Following are the major features of stock companies:

1. Management is legally separated from ownership.
2. Stock companies can gather together millions of small
savers.
3. They can raise capital rapidly at any time by issuing new
shares or credit bonds.
4. They can borrow bills, give preference shares, which are
redeemable and are either payable or exchangeable for
ordinary shares.
5. Ownership can be quickly transferred through stock
exchange.
6. They can continue to operate even after the end of their
legal period.
7. They can adapt to economic changes and cycles.
8. They can reduce production costs.
9. They can recruit the highest possible number of
personnel.
10 . They can finance research and conduct experiments to
improve products.
11. They are capable of facing foreign competition.
Stock companies have played a basic and leading role in the
success of the free economic order in the Western world.
Indeed, the yardstick of the strength of the economy of any
country in the world is measured by the number of stock
companies operating in it .
The more stock companies in a country the more its economy
is capable of absorbing personal savings of citizen and
others and turning them into huge investments from which
shareholders, in particular, and the economy, in general,
will benefit. The concept of stock companies is based on the
ability of such companies to gather small amounts in one
place to become millions to participate in the building of
new projects to produce goods and services that an
individual or a group of individuals cannot do.

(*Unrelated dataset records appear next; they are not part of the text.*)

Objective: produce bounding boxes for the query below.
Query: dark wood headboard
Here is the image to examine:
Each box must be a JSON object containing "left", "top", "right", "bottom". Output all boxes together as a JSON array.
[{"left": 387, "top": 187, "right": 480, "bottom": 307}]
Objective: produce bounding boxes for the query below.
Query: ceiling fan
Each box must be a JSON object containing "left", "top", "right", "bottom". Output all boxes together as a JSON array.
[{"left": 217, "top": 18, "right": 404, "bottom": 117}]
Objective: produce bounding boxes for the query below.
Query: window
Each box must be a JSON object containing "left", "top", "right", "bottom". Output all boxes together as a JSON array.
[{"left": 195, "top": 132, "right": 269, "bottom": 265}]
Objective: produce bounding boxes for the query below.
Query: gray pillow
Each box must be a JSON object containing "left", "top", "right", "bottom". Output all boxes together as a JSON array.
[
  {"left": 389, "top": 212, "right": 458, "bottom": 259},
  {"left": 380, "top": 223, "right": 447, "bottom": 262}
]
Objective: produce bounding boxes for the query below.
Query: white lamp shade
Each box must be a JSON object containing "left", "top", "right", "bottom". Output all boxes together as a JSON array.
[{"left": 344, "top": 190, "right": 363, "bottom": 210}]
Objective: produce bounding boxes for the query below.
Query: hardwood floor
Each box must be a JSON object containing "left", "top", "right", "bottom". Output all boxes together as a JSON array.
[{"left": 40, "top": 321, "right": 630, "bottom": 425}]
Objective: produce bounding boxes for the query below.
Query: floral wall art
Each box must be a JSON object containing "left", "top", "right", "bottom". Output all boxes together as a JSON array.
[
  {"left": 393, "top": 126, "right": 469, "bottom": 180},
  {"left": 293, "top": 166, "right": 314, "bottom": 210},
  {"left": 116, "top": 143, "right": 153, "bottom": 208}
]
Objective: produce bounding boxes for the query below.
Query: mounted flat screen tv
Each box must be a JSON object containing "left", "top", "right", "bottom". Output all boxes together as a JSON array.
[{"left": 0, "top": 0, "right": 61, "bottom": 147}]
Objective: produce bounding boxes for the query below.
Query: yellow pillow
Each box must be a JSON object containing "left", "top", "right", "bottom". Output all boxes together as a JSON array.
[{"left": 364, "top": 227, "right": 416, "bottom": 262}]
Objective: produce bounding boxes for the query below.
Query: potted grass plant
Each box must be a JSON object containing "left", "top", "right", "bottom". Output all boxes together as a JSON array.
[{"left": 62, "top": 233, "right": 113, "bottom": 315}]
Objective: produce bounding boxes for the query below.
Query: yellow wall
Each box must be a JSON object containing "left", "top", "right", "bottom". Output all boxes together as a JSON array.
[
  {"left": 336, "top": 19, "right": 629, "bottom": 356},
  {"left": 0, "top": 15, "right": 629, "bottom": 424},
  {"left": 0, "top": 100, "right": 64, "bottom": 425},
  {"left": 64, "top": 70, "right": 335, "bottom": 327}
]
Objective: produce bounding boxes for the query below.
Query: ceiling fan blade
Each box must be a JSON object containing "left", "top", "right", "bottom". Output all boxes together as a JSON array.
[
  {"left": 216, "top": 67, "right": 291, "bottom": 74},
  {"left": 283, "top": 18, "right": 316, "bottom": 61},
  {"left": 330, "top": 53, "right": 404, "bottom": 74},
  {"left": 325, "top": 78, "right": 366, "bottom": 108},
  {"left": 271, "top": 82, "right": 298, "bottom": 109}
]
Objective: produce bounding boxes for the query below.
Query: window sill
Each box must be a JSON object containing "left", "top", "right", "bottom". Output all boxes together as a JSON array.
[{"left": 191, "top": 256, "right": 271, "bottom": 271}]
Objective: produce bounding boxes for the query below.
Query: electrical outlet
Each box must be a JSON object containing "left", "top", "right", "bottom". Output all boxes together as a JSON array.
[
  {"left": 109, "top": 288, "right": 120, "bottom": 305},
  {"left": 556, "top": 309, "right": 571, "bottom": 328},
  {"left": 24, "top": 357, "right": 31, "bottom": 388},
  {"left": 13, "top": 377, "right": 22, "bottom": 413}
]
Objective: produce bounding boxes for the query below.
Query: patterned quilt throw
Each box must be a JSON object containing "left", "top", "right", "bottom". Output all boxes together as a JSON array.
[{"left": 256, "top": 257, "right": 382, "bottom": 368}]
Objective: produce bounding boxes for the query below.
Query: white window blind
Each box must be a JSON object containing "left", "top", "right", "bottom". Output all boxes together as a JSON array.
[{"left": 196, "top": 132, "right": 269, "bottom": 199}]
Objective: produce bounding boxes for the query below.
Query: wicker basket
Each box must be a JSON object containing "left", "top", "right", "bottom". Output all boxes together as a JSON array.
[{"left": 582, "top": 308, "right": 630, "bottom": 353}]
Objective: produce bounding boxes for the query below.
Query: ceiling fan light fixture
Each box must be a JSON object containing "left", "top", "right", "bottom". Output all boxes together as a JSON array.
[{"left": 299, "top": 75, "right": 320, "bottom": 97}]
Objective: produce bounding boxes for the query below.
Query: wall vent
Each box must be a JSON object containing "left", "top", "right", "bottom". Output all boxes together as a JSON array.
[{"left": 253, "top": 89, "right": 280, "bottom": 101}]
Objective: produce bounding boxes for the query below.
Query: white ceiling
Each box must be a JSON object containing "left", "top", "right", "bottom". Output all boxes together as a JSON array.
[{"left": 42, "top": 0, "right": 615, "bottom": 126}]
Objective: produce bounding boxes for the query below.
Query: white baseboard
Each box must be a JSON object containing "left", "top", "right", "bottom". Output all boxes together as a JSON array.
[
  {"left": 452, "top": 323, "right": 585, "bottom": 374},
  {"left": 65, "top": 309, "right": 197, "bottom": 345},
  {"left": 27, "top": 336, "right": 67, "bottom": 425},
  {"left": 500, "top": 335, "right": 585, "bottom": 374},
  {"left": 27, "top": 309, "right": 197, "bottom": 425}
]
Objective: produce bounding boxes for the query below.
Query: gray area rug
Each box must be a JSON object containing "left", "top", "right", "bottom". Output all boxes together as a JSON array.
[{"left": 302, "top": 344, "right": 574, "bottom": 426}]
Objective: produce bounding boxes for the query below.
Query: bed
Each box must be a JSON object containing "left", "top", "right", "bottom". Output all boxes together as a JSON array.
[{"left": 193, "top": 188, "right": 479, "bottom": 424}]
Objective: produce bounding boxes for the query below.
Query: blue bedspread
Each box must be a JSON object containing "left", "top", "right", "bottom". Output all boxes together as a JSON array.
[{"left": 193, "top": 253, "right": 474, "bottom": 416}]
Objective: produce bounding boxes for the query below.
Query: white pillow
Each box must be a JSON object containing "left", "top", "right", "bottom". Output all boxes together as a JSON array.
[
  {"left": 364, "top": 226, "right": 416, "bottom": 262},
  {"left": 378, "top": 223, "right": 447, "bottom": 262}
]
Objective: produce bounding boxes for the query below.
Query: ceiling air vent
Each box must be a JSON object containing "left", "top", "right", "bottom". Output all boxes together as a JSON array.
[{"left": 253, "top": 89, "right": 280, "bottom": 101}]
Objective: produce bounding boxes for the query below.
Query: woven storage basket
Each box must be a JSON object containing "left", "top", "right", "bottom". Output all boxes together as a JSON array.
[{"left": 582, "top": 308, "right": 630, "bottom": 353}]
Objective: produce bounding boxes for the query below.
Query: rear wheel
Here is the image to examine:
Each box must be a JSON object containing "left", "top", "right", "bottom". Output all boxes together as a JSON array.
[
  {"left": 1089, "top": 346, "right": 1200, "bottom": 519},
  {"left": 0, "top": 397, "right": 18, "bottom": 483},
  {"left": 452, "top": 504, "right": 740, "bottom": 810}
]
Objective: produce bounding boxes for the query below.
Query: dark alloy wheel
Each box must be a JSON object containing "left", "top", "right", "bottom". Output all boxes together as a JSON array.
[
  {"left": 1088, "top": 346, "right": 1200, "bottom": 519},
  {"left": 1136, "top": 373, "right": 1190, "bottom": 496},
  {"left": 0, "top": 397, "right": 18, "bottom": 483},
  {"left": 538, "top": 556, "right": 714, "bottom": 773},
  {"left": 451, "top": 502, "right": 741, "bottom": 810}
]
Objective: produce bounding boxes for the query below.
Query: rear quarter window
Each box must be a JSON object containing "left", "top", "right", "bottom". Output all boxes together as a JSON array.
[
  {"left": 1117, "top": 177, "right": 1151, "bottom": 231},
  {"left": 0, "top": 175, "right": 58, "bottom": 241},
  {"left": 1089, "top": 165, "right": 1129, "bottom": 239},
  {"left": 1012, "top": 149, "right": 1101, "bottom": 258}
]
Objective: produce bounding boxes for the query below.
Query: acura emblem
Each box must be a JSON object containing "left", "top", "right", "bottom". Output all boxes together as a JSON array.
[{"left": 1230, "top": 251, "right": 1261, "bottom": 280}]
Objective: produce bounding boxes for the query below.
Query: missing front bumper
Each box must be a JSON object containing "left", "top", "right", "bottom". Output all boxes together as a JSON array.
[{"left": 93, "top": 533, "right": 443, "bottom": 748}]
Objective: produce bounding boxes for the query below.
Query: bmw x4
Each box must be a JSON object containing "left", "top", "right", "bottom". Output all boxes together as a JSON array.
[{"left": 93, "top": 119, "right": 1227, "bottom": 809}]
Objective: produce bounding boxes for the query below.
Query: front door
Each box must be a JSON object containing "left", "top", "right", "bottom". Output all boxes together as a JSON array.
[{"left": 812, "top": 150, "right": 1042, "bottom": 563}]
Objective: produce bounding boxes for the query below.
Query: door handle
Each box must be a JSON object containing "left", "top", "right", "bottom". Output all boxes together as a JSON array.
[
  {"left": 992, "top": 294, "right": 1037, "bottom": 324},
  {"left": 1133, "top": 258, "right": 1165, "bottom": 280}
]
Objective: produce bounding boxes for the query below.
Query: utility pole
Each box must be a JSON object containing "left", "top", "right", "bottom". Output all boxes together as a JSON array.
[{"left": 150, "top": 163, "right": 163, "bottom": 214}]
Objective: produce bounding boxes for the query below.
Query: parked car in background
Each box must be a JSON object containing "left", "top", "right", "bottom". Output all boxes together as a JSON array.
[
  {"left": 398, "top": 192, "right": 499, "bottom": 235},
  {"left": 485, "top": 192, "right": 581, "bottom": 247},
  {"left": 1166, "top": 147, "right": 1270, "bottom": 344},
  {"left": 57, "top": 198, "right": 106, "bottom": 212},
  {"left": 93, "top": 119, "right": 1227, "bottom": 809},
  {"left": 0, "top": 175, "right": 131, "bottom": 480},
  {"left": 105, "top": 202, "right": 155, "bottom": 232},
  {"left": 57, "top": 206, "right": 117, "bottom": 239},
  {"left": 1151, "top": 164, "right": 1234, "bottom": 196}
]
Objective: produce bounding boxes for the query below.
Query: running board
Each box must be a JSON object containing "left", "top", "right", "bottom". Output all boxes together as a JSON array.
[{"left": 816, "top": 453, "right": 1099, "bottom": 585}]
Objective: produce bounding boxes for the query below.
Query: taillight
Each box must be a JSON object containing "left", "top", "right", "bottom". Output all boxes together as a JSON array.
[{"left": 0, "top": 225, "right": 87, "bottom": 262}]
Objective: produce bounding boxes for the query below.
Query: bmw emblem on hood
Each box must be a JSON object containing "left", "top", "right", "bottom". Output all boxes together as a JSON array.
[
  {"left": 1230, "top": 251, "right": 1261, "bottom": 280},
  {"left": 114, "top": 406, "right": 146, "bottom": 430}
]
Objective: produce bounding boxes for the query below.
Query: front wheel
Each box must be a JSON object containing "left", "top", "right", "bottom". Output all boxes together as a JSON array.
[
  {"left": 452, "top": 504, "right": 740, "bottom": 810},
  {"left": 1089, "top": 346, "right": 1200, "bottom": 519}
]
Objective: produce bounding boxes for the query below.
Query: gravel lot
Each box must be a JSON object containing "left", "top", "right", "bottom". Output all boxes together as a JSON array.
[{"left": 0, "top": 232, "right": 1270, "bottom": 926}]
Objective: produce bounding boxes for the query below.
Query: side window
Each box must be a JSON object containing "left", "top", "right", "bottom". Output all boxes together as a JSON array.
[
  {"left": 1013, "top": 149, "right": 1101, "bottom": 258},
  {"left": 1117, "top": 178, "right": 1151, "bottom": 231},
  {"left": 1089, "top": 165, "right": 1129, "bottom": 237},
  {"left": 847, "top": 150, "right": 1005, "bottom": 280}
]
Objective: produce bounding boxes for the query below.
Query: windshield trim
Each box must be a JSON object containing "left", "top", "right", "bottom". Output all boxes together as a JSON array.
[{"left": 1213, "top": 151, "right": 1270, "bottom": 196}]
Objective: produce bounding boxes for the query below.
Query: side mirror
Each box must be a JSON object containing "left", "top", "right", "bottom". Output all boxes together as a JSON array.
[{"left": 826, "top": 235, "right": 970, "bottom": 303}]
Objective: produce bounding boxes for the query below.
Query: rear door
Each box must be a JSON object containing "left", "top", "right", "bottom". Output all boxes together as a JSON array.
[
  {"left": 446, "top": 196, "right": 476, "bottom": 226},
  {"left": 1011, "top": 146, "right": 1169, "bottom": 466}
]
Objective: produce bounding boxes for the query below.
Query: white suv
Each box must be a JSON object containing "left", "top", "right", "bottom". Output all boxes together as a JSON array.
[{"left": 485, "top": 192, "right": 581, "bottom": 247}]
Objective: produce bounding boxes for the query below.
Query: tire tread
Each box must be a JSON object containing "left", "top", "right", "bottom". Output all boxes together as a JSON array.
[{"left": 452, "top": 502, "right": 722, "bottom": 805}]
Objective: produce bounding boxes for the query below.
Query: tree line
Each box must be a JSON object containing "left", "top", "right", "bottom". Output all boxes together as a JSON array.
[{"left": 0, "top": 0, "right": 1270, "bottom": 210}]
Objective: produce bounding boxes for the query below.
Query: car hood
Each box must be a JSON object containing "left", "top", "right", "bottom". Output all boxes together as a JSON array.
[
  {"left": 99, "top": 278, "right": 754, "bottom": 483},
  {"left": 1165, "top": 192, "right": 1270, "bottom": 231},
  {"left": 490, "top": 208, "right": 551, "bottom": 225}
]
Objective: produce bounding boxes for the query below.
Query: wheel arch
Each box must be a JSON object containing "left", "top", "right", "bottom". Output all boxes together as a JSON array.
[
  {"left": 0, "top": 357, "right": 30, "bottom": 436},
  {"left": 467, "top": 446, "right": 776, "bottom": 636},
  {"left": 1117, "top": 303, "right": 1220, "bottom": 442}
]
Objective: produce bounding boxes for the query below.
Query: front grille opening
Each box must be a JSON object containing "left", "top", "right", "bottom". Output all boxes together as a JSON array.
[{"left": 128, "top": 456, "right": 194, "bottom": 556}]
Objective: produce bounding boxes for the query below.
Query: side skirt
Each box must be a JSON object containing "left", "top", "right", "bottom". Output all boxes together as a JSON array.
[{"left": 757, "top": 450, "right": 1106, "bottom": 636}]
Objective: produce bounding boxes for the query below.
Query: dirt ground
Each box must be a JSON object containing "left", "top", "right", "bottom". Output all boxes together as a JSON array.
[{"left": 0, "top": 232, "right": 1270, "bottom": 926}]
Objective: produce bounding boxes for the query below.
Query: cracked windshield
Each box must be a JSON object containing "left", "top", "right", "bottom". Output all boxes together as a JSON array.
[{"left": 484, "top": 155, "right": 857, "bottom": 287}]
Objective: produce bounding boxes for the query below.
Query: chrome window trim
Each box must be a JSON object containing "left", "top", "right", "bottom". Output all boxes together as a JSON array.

Common ownership divides and spreads risks among the largest
possible number of shareholders, while individual ownership
bears all kinds of risks making shareholders hesitant to
venture investing the whole capital in one or several
projects at the same time.
Stock companies are more capable of undertaking large scale
projects requiring huge investments which a single
individual is unable to do. Unlike all other legal
ownerships, stock companies are more capable than all of
scientifically separating ownership from management. This
means that an owner of funds is not necessarily a better
manager.
Management employs the best personnel to manage the funds of
an individual, who cannot, either because he does not lave
sufficient time to manage his funds or because of his lack
of experience and ability to manage his funds, leading him
to invest them in stock companies to make use of their
ability to manage and invest the money in giant projects
that cannot be undertaken except with stock companies able
to gather, manage and invest such funds in a manner that
separates management from ownership .
This ensures that the regular structure of the company will
carry on its operations whoever the owners are. Such an
advantage enables the economy of any country to move from
individual or family ownership to group ownership on the
basis of institutions rather than individuals. The legal
system continues to operate because it is constant, while
the individual system ends with the individual’s end . This
is the difference between an economy based on individual
ownership and that based on company ownership with a system
independent from individual ownership which ensures the
continuation of an economy to undertake it .
This is the truth about stock companies and this is why the
world prefers an economic system based on stock companies
for the management of economic resources.